Since 2011, Agmon said, Israel has frequently rerouted planes so that they land in Eilat from the north, rather than the standard southern approach skirting the Egyptian frontier.
When the latter path is taken, planes bank sooner and more steeply over the Red Sea gulf to reduce their exposure to Taba.
In emergencies or rare low-visibility weather, Israel can redirect Eilat-bound aviation to Ovda, a semi-military airport 60 km (38 miles) inland. It also plans to open a new and bigger airport in Timna, 19 km (11 miles) to the north, by 2017. That would allow for the closure of Eilat’s cramped airport, whose sole runway hugs a tight strip of luxury beachfront resorts.
NO BLIND LUCK
Israel had a galvanising brush with MANPADs when al Qaeda tried to shoot down a planeload of its tourists over Kenya in 2002. Those two missiles happened to miss, but the Israelis scrambled to find a technological alternative to luck.
The result was C-Music, a bathtub-sized undercarriage pod designed by Elbit Systems Ltd.(ESLT.TA) which “blinds” incoming missiles’ heat-seeking warheads with a laser. As of last month, C-Music was being fitted on select jets from national carriers El Al, Arkia and Israir, with the Israeli government footing the $1.5 million unit cost, a security official said.
C-Music can be rotated among aircraft “in less than an hour, with the turn of a few screws”, the official said. That would allow Israel to decide at short notice whether to protect Eilat-bound flights, depending on the level of danger seen from Sinai.
“Yes, Eilat is a high priority, but there are other high-priority destinations,” the official said. “Much of the preventive work is being done by the forces on the ground.”
That referred to the hundreds of Israeli army lookouts, some in camouflaged ambush positions and others perched before surveillance screens in hi-tech bunkers, who strain to spot any unusual presence just over the border in Egypt whenever aircraft approach Eilat. Liaison officers free up telephone hotlines that might be needed for urgent calls to their Egyptian counterparts.
The Israelis assume MANPADs would be fired by two- or three-man crews, a presence hard to hide, though the towering and deeply fissured red buttes around Taba might provide some cover.
To overcome that, troops closely patrol the 5-metre (yard) high razor-wire border fence, guided by cameras that peer far into Egyptian territory with thermal imaging to spot body heat at night. Eilat is rowelled with 70 metre (210 foot) hilltop radar masts that help map out the frontier and movements there.
Israel has also occasionally deploying its Iron Dome aerial defence system in Eilat over the past few months.
The Sinai is largely demilitarised under the 1979 accord but Egypt, in coordination with Israel, has been increasing the troop presence there to tackle jihadis and arms traffic to Palestinians in the neighbouring Gaza Strip.

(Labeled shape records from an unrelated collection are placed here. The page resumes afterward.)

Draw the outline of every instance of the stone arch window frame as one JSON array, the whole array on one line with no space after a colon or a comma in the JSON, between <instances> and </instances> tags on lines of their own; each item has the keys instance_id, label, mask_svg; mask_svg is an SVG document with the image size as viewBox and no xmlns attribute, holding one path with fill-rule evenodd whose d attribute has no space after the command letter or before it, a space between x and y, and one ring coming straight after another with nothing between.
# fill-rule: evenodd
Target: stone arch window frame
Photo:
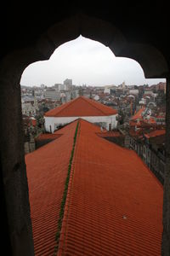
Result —
<instances>
[{"instance_id":1,"label":"stone arch window frame","mask_svg":"<svg viewBox=\"0 0 170 256\"><path fill-rule=\"evenodd\" d=\"M34 255L21 125L20 78L28 65L48 60L60 45L76 38L79 35L102 43L116 56L137 61L146 79L167 79L167 171L164 183L163 252L166 247L170 247L170 231L167 224L170 222L170 73L167 61L154 46L128 42L123 34L109 22L78 14L54 25L42 34L34 45L11 52L0 62L0 119L3 120L0 125L0 162L5 199L3 213L8 216L6 225L9 230L14 255Z\"/></svg>"}]
</instances>

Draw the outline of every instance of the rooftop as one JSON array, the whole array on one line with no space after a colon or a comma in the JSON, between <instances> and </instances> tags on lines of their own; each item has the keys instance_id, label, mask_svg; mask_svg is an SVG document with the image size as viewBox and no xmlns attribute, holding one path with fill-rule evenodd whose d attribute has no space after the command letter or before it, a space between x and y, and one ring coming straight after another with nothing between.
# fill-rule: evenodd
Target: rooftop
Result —
<instances>
[{"instance_id":1,"label":"rooftop","mask_svg":"<svg viewBox=\"0 0 170 256\"><path fill-rule=\"evenodd\" d=\"M54 251L76 125L26 156L36 255ZM58 255L160 255L162 186L135 152L97 133L80 119Z\"/></svg>"},{"instance_id":2,"label":"rooftop","mask_svg":"<svg viewBox=\"0 0 170 256\"><path fill-rule=\"evenodd\" d=\"M105 116L116 114L117 111L105 106L94 100L79 96L60 107L46 112L46 117L70 117L70 116Z\"/></svg>"}]
</instances>

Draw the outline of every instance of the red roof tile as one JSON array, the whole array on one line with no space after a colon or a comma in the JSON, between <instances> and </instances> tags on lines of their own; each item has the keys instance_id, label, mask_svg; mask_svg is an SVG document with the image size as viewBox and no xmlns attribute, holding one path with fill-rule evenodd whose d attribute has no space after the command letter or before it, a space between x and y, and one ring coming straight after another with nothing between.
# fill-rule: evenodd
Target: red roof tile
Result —
<instances>
[{"instance_id":1,"label":"red roof tile","mask_svg":"<svg viewBox=\"0 0 170 256\"><path fill-rule=\"evenodd\" d=\"M150 131L150 133L144 134L144 136L148 138L150 138L160 135L164 135L165 133L166 133L165 129L162 129L162 130L155 130L153 131Z\"/></svg>"},{"instance_id":2,"label":"red roof tile","mask_svg":"<svg viewBox=\"0 0 170 256\"><path fill-rule=\"evenodd\" d=\"M116 114L117 111L94 100L79 96L60 107L46 112L47 117L105 116Z\"/></svg>"},{"instance_id":3,"label":"red roof tile","mask_svg":"<svg viewBox=\"0 0 170 256\"><path fill-rule=\"evenodd\" d=\"M81 120L59 255L161 255L162 186Z\"/></svg>"},{"instance_id":4,"label":"red roof tile","mask_svg":"<svg viewBox=\"0 0 170 256\"><path fill-rule=\"evenodd\" d=\"M35 255L53 255L76 121L57 140L26 155ZM56 132L57 133L57 132Z\"/></svg>"},{"instance_id":5,"label":"red roof tile","mask_svg":"<svg viewBox=\"0 0 170 256\"><path fill-rule=\"evenodd\" d=\"M26 156L36 255L53 255L76 122ZM139 157L80 120L58 255L160 255L162 186Z\"/></svg>"}]
</instances>

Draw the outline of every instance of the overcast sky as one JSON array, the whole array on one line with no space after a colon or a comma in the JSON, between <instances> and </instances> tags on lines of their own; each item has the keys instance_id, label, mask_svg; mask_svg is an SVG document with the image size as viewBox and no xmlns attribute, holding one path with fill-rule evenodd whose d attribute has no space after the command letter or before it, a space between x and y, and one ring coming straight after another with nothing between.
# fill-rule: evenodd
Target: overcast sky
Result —
<instances>
[{"instance_id":1,"label":"overcast sky","mask_svg":"<svg viewBox=\"0 0 170 256\"><path fill-rule=\"evenodd\" d=\"M50 86L63 84L65 79L73 84L102 86L126 84L149 85L165 79L145 79L140 65L128 58L116 57L104 44L80 36L58 47L48 61L28 66L20 84Z\"/></svg>"}]
</instances>

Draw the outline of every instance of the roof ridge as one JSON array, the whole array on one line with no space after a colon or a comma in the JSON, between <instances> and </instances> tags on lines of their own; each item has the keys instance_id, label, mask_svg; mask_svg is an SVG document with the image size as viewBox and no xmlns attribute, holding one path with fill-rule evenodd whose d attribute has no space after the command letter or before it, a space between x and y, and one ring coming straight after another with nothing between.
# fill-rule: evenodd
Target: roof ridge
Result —
<instances>
[{"instance_id":1,"label":"roof ridge","mask_svg":"<svg viewBox=\"0 0 170 256\"><path fill-rule=\"evenodd\" d=\"M74 167L73 167L73 161L75 158L75 151L76 150L76 143L77 143L77 137L79 134L80 131L80 122L79 120L77 121L77 125L76 127L75 131L75 136L74 136L74 142L73 142L73 154L71 156L71 170L70 170L70 174L69 174L69 182L68 182L68 189L67 189L67 193L66 193L66 197L65 197L65 203L64 207L64 212L63 212L63 218L61 220L61 229L60 229L60 235L59 238L59 244L58 244L58 250L55 249L54 251L54 255L62 255L62 247L65 245L65 230L66 230L66 222L67 222L67 218L68 218L68 212L69 212L69 205L70 205L70 199L71 199L71 191L73 184L73 175L74 175ZM77 130L76 130L77 129ZM76 133L77 131L77 133ZM72 154L72 152L71 152ZM68 171L69 172L69 171Z\"/></svg>"},{"instance_id":2,"label":"roof ridge","mask_svg":"<svg viewBox=\"0 0 170 256\"><path fill-rule=\"evenodd\" d=\"M100 111L101 113L104 113L104 115L105 115L105 113L104 113L101 109L99 109L95 105L94 105L94 104L92 104L92 102L91 102L91 101L89 100L89 99L88 99L88 98L85 98L85 97L82 97L82 99L84 100L84 101L86 101L87 102L88 102L91 106L93 106L94 108L95 108L97 110L99 110L99 111ZM97 103L97 102L95 102L95 103ZM105 106L105 105L104 105Z\"/></svg>"}]
</instances>

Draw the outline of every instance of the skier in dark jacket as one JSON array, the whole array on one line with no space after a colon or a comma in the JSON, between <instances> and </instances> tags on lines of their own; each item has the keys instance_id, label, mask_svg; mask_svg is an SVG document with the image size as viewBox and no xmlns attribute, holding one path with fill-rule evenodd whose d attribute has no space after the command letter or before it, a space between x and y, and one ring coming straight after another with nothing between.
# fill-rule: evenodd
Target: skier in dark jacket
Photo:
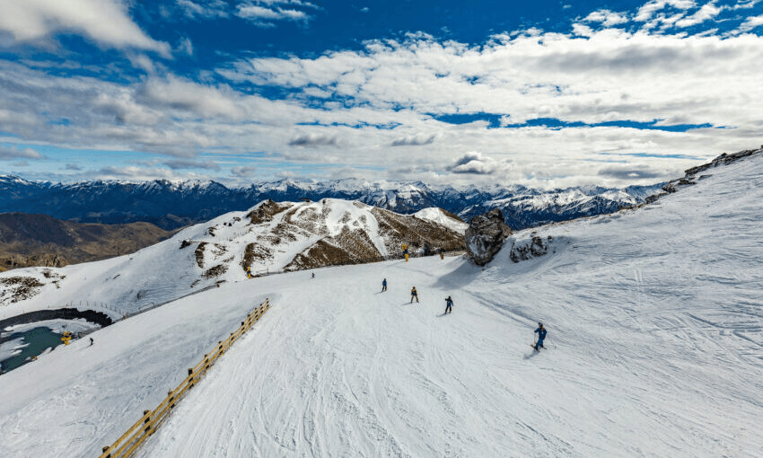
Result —
<instances>
[{"instance_id":1,"label":"skier in dark jacket","mask_svg":"<svg viewBox=\"0 0 763 458\"><path fill-rule=\"evenodd\" d=\"M540 351L538 349L539 347L541 348L545 348L543 347L543 339L546 339L546 328L543 327L543 323L538 323L538 329L535 330L535 333L538 334L538 342L535 343L535 351Z\"/></svg>"},{"instance_id":2,"label":"skier in dark jacket","mask_svg":"<svg viewBox=\"0 0 763 458\"><path fill-rule=\"evenodd\" d=\"M416 298L416 302L418 302L418 292L416 290L416 286L410 289L410 302L413 302L414 298Z\"/></svg>"}]
</instances>

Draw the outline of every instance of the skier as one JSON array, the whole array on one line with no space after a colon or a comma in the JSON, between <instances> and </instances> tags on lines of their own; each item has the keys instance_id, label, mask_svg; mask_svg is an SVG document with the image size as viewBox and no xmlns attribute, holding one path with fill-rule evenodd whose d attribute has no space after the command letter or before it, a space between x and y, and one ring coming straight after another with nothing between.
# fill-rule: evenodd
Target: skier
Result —
<instances>
[{"instance_id":1,"label":"skier","mask_svg":"<svg viewBox=\"0 0 763 458\"><path fill-rule=\"evenodd\" d=\"M542 322L538 323L538 329L535 330L535 333L538 334L538 342L536 342L534 345L535 351L540 351L539 349L538 349L539 347L540 347L541 348L546 348L543 347L543 339L546 339L546 328L543 327Z\"/></svg>"}]
</instances>

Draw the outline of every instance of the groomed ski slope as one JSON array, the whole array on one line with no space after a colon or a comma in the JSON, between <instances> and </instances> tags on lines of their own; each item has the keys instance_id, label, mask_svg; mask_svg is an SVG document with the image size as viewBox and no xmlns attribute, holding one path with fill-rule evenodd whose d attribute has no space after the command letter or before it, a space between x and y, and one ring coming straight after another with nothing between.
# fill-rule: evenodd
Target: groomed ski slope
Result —
<instances>
[{"instance_id":1,"label":"groomed ski slope","mask_svg":"<svg viewBox=\"0 0 763 458\"><path fill-rule=\"evenodd\" d=\"M266 296L140 456L760 456L763 160L706 173L517 264L276 275L99 330L0 376L0 456L97 456Z\"/></svg>"},{"instance_id":2,"label":"groomed ski slope","mask_svg":"<svg viewBox=\"0 0 763 458\"><path fill-rule=\"evenodd\" d=\"M556 253L519 264L274 277L269 314L141 456L760 456L763 161L708 173L540 230Z\"/></svg>"}]
</instances>

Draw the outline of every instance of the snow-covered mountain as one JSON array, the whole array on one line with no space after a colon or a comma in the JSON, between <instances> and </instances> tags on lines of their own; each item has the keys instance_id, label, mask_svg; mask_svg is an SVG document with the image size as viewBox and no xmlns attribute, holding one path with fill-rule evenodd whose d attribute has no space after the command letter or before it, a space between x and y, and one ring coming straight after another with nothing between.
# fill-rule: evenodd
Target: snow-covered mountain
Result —
<instances>
[{"instance_id":1,"label":"snow-covered mountain","mask_svg":"<svg viewBox=\"0 0 763 458\"><path fill-rule=\"evenodd\" d=\"M266 297L138 456L760 456L763 150L715 165L649 205L514 233L485 268L291 272L119 321L0 375L0 456L98 456ZM542 249L515 262L522 246ZM157 247L116 279L176 281L195 248ZM65 269L60 291L98 273ZM111 274L100 294L128 287Z\"/></svg>"},{"instance_id":2,"label":"snow-covered mountain","mask_svg":"<svg viewBox=\"0 0 763 458\"><path fill-rule=\"evenodd\" d=\"M50 304L105 304L115 317L199 289L274 272L400 259L464 247L465 225L439 208L400 215L357 201L266 200L136 253L0 276L0 319Z\"/></svg>"},{"instance_id":3,"label":"snow-covered mountain","mask_svg":"<svg viewBox=\"0 0 763 458\"><path fill-rule=\"evenodd\" d=\"M432 186L348 179L333 181L280 180L229 189L215 181L154 181L50 183L0 175L0 212L40 213L81 223L146 221L164 229L249 208L272 199L341 198L411 214L437 207L464 220L499 207L513 229L617 211L643 202L659 185L611 189L581 187L538 190L522 186Z\"/></svg>"}]
</instances>

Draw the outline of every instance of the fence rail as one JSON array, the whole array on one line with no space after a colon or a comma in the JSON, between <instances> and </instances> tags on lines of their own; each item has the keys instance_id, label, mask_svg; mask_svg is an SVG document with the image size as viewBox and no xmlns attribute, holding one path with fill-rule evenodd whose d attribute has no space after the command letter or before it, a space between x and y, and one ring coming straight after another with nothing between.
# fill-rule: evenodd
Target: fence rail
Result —
<instances>
[{"instance_id":1,"label":"fence rail","mask_svg":"<svg viewBox=\"0 0 763 458\"><path fill-rule=\"evenodd\" d=\"M167 419L178 402L206 374L209 367L215 365L217 359L231 348L238 338L251 329L254 323L259 320L259 317L269 308L270 299L267 298L246 316L246 319L241 321L241 325L236 330L231 332L228 339L218 341L217 346L215 347L211 353L205 355L204 358L197 365L189 369L188 376L177 388L167 392L167 397L164 398L164 401L156 409L153 410L144 410L143 417L117 439L114 444L103 447L103 453L99 458L124 458L132 456L141 444L145 442L162 423Z\"/></svg>"}]
</instances>

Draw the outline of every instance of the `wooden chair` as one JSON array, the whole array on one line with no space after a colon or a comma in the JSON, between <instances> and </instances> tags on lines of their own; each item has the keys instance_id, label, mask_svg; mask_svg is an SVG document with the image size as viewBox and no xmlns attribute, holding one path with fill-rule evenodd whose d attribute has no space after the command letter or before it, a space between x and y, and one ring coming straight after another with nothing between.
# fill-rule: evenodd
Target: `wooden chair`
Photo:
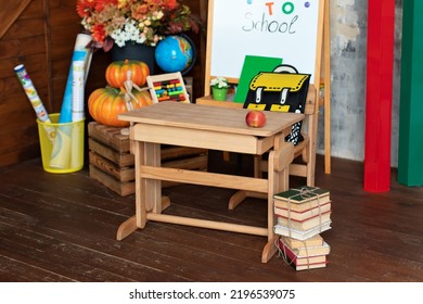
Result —
<instances>
[{"instance_id":1,"label":"wooden chair","mask_svg":"<svg viewBox=\"0 0 423 304\"><path fill-rule=\"evenodd\" d=\"M290 165L290 175L306 178L307 186L315 186L316 173L316 147L317 128L319 117L319 100L317 89L310 84L307 94L306 107L304 111L305 119L303 122L302 134L304 140L294 147L294 162ZM300 159L299 159L300 157ZM254 159L254 175L260 177L267 170L267 161L261 156ZM229 201L229 210L233 210L245 198L266 199L261 193L251 191L239 191Z\"/></svg>"}]
</instances>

Top Egyptian army officers say they are liaising with Israel on Sinai. One senior army officer said: “the Egyptian army is prepared to handle a (major) operation against militants there but is delaying it until the internal situation calms on fears that such a move could trigger militant attacks in Cairo and other cities witnessing unrest”.
The Taba area’s sparsely distributed watchtowers and largely empty roads facing Israel suggest it has not received many reinforcements from Cairo. But Israeli commanders voice satisfaction with the responsiveness of Egyptian counterparts who, they say, quickly deploy to intercept anyone suspicious.
“Usually it takes no more than three phone calls (between the sides) and the problem is dealt with,” said one colonel.
An Israeli general, who like other army officers would not be named due to the sensitivity of the issue, told Reuters that Egyptian authorities were taking preventive action because they “understand that any fire on Eilat would do it terrible damage”.